Conocer… La vida es conocer. El que a nosotros nos llamó amigos, a sí mismo se llamó vida, y de ambos nombres se entiende la razón: “a vosotros os llamo amigos, porque todo lo que he oído a mi Padre os lo he dado a conocer”. Ese conocimiento es vida celeste, entiéndase verdadera, eterna, perfecta; por eso, para ti que crees, Jesús, el que te da el conocimiento del Padre, es la Vida.
Ese conocimiento, que es vida, sólo puede ser espiritual: echará raíces en las arenas de nuestro desierto sólo cuando el Espíritu Santo nos lo enseñe todo y nos recuerde todo lo que Jesús nos dijo.
Tú necesitas conocer para vivir, y el Espíritu de Dios es el maestro que viene a ti para enseñarte. No dejes de escuchar su voz, y no dejarás de aprender a Cristo Jesús, no dejarás de transformarte en Cristo Jesús, no dejarás que se apague en ti la llama divina de la vida eterna.
Se enciende el fuego del amor:
Si has conocido al Padre y a Jesucristo, si has conocido a Dios, no pienses que has añadido un saber a los que ya tenías, pues aquí se trata, no de saber más, sino de ser cada vez más lo que se va sabiendo.
Si aprendes a Dios, es que Dios vive en ti y tú vives en él. Si aprendes a Cristo el Señor, también tú podrás decir con el apóstol: “Estoy crucificado con Cristo; vivo, pero no soy yo el que vive, es Cristo quien vive en mí”.
Pero, ¿cómo puedes vivir en Dios y puede Cristo vivir en ti? La fe te sugiere que esa posibilidad tendrá que ver con el amor, pues “el amor es de Dios, y todo el que ama ha nacido de Dios y conoce a Dios… porque Dios es amor”. El que ama, ése conoce; con todo, me pregunto todavía: ¿cómo puedes amar para conocer si no conoces para amar? No puedes, ¿verdad? ¡No podemos!
Pero el Espíritu viene en ayuda de nuestra debilidad: “El amor de Dios ha sido derramado en nuestros corazones por el Espíritu Santo que se nos ha dado”. El amor es don que se te hace para que conozcas, y conociendo vivas, y de ese modo Cristo viva en ti.
Hoy es la fiesta del Espíritu que se nos ha dado para que encienda en el corazón de los fieles el fuego del amor que arde en el seno de Dios.
Dios es amor: lo es en Dios y lo es en ti.
Ahora ya puedes entonar tu salmo personal, tu cantar de los cantares, tu alabanza al que te ama: “Bendice, alma mía al Señor. ¡Dios mío, qué grande eres!
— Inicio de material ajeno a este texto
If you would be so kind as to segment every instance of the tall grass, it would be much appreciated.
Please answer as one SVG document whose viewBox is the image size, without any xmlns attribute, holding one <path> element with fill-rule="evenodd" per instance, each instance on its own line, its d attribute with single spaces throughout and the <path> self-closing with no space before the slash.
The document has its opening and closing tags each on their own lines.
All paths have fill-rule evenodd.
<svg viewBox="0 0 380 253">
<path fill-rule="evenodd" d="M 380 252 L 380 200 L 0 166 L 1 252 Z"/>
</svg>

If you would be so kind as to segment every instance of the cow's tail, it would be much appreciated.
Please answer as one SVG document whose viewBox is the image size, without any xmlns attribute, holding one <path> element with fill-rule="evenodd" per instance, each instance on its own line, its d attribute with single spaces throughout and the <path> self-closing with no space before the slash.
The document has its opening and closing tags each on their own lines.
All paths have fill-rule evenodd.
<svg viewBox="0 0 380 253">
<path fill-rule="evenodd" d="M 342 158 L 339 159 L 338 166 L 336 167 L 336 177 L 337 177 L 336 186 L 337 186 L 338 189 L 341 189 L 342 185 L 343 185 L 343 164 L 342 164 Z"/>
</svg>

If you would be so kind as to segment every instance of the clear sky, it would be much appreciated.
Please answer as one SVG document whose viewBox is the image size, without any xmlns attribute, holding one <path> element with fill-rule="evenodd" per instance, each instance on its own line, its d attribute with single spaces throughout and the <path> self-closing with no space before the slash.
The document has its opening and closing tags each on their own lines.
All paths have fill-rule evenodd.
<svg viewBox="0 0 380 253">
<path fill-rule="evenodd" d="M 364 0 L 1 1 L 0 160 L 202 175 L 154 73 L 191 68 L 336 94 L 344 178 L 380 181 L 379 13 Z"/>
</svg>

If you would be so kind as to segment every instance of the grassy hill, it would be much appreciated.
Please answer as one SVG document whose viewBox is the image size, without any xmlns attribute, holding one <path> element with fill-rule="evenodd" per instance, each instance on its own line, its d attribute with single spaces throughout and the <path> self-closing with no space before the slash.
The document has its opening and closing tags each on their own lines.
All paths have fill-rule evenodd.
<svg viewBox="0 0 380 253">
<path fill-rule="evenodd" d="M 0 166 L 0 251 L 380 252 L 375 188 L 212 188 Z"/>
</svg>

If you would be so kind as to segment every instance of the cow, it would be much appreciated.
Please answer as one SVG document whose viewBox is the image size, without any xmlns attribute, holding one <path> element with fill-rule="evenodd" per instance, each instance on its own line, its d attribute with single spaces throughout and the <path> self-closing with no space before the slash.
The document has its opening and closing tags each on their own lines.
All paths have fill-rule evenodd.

Que le sea agradable mi poema, y yo me alegre con el Señor.”
Espíritu de comunión:
A la humanidad, agitada desde el hombre viejo por un espíritu de división, el hombre nuevo, Cristo Jesús, le ofrece un Espíritu de comunión.
Ese Espíritu no se nos ha dado para esconderlo bajo la tierra de nuestros miedos, sino que su poder se ha de manifestar en cada uno de nosotros para el bien de todos.
En ese único Espíritu hemos sido bautizados todos para formar un solo cuerpo.
Ahora, bajo la acción del Espíritu, ya puedes decir con todos: “Jesús es el Señor”, y las palabras de tu oración serán a un tiempo profesión de fe, grito de esperanza, declaración de amor.
Ahora puedes decir con todos: “¡Abba, Padre!”, y las palabras serán reconocimiento de tu condición filial, memoria de tu libertad, descanso del alma, prenda de gloria.
Ahora, con el Espíritu, preparas el pan de la Eucaristía, comes de lo que has preparado, y, para perderte en el que amas, te dispones a ser transformada en lo que has comido, en Cristo.
Ahora, Iglesia de Dios, deja que resuene en tu corazón el anhelo del mundo: “El Espíritu y la esposa dicen: ¡Ven! Y quien lo oiga, diga: « ¡Ven!»… ¡Ven, Señor Jesús!”.